Omineca Mining and Metals (TSXV: OMM; OTCBB: OMMSF) has begun processing gold-bearing gravel at its Wingdam paleoplacer project in the Cariboo Mining District of British Columbia. The project enjoys the distinction of being Canada’s only placer deposit to be mined underground.
The company recovered 10.25 oz. of coarse, nuggety gold with 90.9% purity from about 2.5 metres of advance at the bedrock contact of the paleochannel in crosscut #3. The initial thickness of the gravel exposed in the face overlying bedrock was approximately 0.5 to 1.0 meter which is expected to increase in thickness as the bedrock rim dips toward the center of the channel floor.
Omineca’s joint venture partner D&L Mining has extended the haulage drift in the bedrock about 70 metres downstream of crosscut #1, from which a bulk sample was taken in 2012. The 3.5 x 3.5 metre crosscut #3 is being driven from the drift approximately 30 metres downstream from crosscut #1. Ground support is provided by grouted anchors.
A second new crosscut, #4, has been driven from the drift a further 20 metres downstream and is now near the paleochannel contact and ready for development in tandem with crosscut #3. Once both crosscuts have reached the center of the paleochannel, mining activities will begin both up- and downstream from each crosscut with the aid of a road header.
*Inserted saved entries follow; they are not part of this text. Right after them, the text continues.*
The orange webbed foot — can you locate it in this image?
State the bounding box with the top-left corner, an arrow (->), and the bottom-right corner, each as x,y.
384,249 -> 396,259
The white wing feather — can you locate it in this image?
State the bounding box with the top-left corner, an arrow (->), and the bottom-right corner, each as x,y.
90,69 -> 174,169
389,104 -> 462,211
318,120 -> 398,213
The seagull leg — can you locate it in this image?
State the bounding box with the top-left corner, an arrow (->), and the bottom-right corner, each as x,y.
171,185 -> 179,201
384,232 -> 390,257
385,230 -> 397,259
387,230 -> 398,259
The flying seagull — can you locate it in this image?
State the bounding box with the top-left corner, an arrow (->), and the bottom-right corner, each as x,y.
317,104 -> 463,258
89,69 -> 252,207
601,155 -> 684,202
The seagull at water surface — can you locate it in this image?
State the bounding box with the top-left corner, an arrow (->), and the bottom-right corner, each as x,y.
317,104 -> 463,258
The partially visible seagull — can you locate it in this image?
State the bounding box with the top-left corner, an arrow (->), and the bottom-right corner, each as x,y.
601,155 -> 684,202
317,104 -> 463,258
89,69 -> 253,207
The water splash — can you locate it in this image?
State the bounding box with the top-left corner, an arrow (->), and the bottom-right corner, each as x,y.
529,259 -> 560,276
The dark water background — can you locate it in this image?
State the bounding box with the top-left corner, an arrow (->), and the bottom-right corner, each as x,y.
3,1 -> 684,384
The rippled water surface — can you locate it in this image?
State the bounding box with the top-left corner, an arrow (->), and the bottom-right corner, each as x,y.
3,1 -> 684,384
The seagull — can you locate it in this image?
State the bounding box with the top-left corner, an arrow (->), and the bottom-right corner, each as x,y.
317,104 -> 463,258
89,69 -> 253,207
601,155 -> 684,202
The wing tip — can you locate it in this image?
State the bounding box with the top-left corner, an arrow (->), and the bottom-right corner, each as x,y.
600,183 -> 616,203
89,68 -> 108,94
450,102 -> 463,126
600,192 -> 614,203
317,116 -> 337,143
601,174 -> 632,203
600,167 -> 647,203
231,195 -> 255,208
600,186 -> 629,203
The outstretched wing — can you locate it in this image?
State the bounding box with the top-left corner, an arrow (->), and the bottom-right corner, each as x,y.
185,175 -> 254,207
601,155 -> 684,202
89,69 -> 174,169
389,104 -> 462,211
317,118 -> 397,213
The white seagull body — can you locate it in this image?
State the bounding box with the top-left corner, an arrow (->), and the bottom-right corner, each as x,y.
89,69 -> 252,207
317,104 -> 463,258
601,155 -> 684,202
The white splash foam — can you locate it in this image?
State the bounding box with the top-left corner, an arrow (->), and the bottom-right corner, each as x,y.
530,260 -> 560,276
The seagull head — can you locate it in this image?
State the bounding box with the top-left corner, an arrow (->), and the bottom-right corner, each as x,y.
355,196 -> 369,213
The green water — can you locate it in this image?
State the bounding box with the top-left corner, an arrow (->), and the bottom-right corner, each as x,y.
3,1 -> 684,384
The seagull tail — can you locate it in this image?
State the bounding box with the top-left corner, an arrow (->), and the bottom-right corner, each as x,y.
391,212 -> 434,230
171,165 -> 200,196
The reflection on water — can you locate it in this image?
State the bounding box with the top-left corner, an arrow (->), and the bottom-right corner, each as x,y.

In this type of paleochannel setting, the largest amount of placer gold tends to be in the lower points of the central portion of the paleochannel where through natural waterborne gravity sorting, the highest concentrations of heavier materials, like gold, settle. This feature was noted in the bulk sample crosscut where of the 173 oz. recovered from a 23.5-meter crosscut, approximately 75% was produced from a 5.5-meter section in the middle of the channel.